Les corporates au 1er Festival de Mode de Tunis
Par Fériel Berraies Guigny
photos Diane Cazelles
Parlez-nous de votre participation à ce 1er Festival de mode de Tunis ? C’est le premier en ce sens et il est inédit, son but est avant tout d’améliorer les échanges entre les pays Méditerranéens ; réunir les entrepreneurs tunisiens avec les entrepreneurs étrangers. Mais on peut dire également que c’est une reprise du milieu textile et l’occasion pour que les pays voisins riverains se rencontrent.

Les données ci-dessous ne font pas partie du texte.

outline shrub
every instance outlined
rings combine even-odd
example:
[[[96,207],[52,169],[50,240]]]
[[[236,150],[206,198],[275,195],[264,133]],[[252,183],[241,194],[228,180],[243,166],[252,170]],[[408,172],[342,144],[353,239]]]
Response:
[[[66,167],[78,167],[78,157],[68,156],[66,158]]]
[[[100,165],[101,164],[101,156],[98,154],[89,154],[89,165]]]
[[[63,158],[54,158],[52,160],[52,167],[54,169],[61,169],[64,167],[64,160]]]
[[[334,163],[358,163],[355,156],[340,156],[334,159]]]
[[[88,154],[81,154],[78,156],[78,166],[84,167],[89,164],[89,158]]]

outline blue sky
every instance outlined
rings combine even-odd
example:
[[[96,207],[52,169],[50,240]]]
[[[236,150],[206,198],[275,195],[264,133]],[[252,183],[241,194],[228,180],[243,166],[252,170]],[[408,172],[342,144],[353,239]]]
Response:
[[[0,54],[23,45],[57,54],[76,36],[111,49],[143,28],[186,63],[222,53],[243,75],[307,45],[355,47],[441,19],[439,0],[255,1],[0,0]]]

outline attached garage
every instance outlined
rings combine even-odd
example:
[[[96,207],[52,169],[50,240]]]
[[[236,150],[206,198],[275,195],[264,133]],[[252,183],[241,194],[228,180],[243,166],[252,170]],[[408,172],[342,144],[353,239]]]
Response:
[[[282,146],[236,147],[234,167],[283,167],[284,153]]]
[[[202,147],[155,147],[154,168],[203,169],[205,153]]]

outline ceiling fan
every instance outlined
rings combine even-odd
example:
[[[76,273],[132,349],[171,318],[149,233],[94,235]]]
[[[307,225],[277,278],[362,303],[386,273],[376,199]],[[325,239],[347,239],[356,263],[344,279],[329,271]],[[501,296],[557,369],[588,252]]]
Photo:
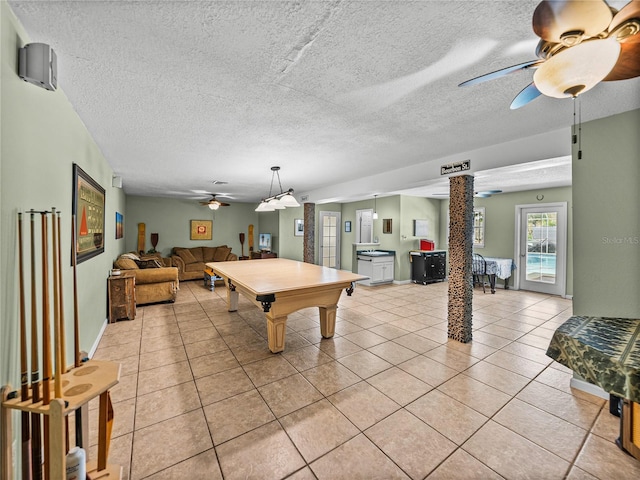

la designer tunisienne Fatma Ben Abdallah, et membre du jury du Festival @ Diane Cazelles
Aujourd’hui quelles sont les perspectives pour notre industrie textile? Nous avons tous les atouts pour qu’il y ait véritablement une mode « euromed » génératrice de revenus, d’échanges, d’innovations. Nos cultures se ressemblent, le climat également et l’art de vivre, c’est ce plus qu’il faut valoriser. L’échange culturel doit se consolider par un réel échange économique entre les pays deux rives. Nous avons besoin de bâtir de solides prospects pour l’avenir. Le textile tunisien doit être revalorisé et reboosté, la Tunisie reste quand même le 5e fournisseur en Europe pour l’entrepreneuriat.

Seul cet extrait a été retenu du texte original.